WASHINGTON -- The Pentagon's plan outlining the long-stalled effort to close the Guantanamo Bay detention center, expected this week, includes details suggesting the Centennial Correctional Facility in Colorado is one suitable site to send detainees whom officials believe should never be released, administration officials said.
The plan represents a last-gasp effort by the Obama administration to convince opponents in Congress that dangerous detainees who can't be transferred safely to other countries should be housed in a U.S.-based prison.
According to administration officials, the plan makes no recommendations on which of seven U.S. sites is preferred and provides no rankings.
But it lists the prison sites in Colorado, South Carolina and Kansas a Pentagon assessment team reviewed in recent months and mentions advantages and disadvantages for the facilities.
Those elements can include the facilities' locations, costs for renovations and construction, the ability to house troops and hold military commission hearings, and health-care facilities.
The Centennial facility has advantages that could outweigh the disadvantages there, according to officials, but no details were available and no conclusions have been reached.
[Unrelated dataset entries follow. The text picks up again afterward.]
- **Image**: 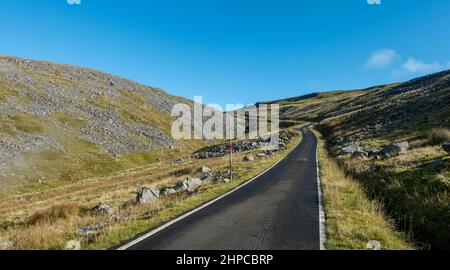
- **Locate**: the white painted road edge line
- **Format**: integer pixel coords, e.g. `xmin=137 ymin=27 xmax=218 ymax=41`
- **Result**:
xmin=313 ymin=133 xmax=327 ymax=250
xmin=116 ymin=149 xmax=290 ymax=250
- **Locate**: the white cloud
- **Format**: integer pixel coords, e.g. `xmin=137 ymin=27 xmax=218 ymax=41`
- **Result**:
xmin=367 ymin=0 xmax=381 ymax=5
xmin=366 ymin=49 xmax=400 ymax=68
xmin=67 ymin=0 xmax=81 ymax=5
xmin=403 ymin=57 xmax=444 ymax=74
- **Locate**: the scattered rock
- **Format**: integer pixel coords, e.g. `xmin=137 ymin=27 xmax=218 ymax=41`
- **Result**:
xmin=393 ymin=142 xmax=409 ymax=154
xmin=92 ymin=203 xmax=114 ymax=216
xmin=185 ymin=178 xmax=203 ymax=192
xmin=136 ymin=187 xmax=159 ymax=205
xmin=199 ymin=166 xmax=210 ymax=174
xmin=341 ymin=145 xmax=359 ymax=155
xmin=381 ymin=142 xmax=409 ymax=158
xmin=173 ymin=181 xmax=188 ymax=192
xmin=160 ymin=187 xmax=177 ymax=196
xmin=0 ymin=241 xmax=14 ymax=250
xmin=66 ymin=240 xmax=81 ymax=250
xmin=256 ymin=153 xmax=267 ymax=158
xmin=198 ymin=166 xmax=214 ymax=181
xmin=79 ymin=223 xmax=106 ymax=238
xmin=244 ymin=155 xmax=255 ymax=162
xmin=352 ymin=151 xmax=369 ymax=160
xmin=442 ymin=142 xmax=450 ymax=155
xmin=427 ymin=159 xmax=444 ymax=170
xmin=366 ymin=148 xmax=380 ymax=157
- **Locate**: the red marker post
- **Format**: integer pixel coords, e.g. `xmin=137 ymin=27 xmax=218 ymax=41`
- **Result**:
xmin=228 ymin=118 xmax=233 ymax=181
xmin=229 ymin=138 xmax=233 ymax=181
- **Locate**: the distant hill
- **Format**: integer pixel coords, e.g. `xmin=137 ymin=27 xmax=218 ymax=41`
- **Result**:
xmin=268 ymin=70 xmax=450 ymax=249
xmin=0 ymin=57 xmax=204 ymax=192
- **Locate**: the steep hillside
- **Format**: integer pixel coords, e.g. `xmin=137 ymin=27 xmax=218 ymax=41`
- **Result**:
xmin=275 ymin=71 xmax=450 ymax=249
xmin=0 ymin=57 xmax=204 ymax=194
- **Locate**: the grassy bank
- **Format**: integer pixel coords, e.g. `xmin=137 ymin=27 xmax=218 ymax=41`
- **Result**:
xmin=315 ymin=132 xmax=414 ymax=250
xmin=0 ymin=130 xmax=301 ymax=249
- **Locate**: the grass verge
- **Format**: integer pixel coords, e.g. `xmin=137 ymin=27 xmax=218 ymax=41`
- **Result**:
xmin=0 ymin=129 xmax=301 ymax=250
xmin=315 ymin=132 xmax=414 ymax=250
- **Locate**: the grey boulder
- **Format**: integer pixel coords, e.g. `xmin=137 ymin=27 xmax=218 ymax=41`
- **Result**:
xmin=244 ymin=155 xmax=255 ymax=162
xmin=136 ymin=187 xmax=159 ymax=204
xmin=185 ymin=178 xmax=203 ymax=192
xmin=92 ymin=203 xmax=114 ymax=215
xmin=442 ymin=142 xmax=450 ymax=155
xmin=352 ymin=151 xmax=369 ymax=159
xmin=341 ymin=145 xmax=359 ymax=154
xmin=381 ymin=142 xmax=409 ymax=158
xmin=0 ymin=241 xmax=14 ymax=250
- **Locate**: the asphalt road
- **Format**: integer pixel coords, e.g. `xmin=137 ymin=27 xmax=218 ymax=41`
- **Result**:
xmin=124 ymin=128 xmax=320 ymax=250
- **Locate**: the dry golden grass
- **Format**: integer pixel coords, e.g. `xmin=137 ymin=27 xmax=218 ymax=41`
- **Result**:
xmin=427 ymin=128 xmax=450 ymax=145
xmin=316 ymin=132 xmax=413 ymax=250
xmin=0 ymin=128 xmax=300 ymax=249
xmin=27 ymin=202 xmax=80 ymax=225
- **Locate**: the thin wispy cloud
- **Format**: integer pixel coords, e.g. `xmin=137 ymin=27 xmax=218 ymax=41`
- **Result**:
xmin=367 ymin=0 xmax=381 ymax=5
xmin=403 ymin=57 xmax=444 ymax=74
xmin=366 ymin=49 xmax=400 ymax=68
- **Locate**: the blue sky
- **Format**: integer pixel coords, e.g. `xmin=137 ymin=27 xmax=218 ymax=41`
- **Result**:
xmin=0 ymin=0 xmax=450 ymax=105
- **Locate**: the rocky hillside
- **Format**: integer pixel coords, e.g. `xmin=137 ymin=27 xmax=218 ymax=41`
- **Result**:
xmin=268 ymin=71 xmax=450 ymax=249
xmin=0 ymin=57 xmax=207 ymax=193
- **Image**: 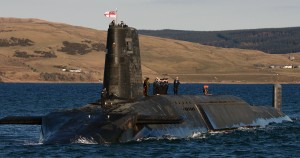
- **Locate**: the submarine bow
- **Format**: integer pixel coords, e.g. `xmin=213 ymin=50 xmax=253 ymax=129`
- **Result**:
xmin=0 ymin=23 xmax=291 ymax=144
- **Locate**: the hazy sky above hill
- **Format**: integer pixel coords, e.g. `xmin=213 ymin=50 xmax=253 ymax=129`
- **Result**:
xmin=0 ymin=0 xmax=300 ymax=31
The officials spoke on condition of anonymity because they weren't authorized to discuss the matter publicly.
Any decision to select a U.S. facility would require congressional approval -- something U.S. lawmakers say is unlikely. At the same time, dangerous prisoners are not new to Colorado.
The Supermax in Florence, Colorado, which has been dubbed "Alcatraz of the Rockies," already holds convicted terrorists, including Unabomber Ted Kaczynski and Zacarias Moussaoui, one of the conspirators of the Sept. 11, 2001, attacks.
The Pentagon plan also lays out the broader effort to reduce the detainee population at Guantanamo, through transfers to other countries.
The center holds 112 detainees, and 53 are eligible for transfer. The rest are facing trial by military commission, or the government has determined they are too dangerous to release but are not facing charges.
To approve a transfer, Defense Secretary Ash Carter must conclude the detainees will not return to terrorism or the battlefield upon release, and there is a host country willing to take them and guarantee they will secure them.
As President Barack Obama heads into his final year in office, the effort is part of a push to keep his election promise to close the detention center at Guantanamo Bay, Cuba. But he faces an uphill battle with Congress.
Sen. John McCain, R-Ariz., has asked for an administration plan for the shutdown of Guantanamo. The Pentagon's assessment team visits over the last few months were part of the effort to provide options for the relocation of Guantanamo detainees.
"I've asked for 6 1/2 years for this administration to come forward with a plan -- a plan that we could implement in order to close Guantanamo. They have never come forward with one, and it would have to be approved by Congress," McCain said last week.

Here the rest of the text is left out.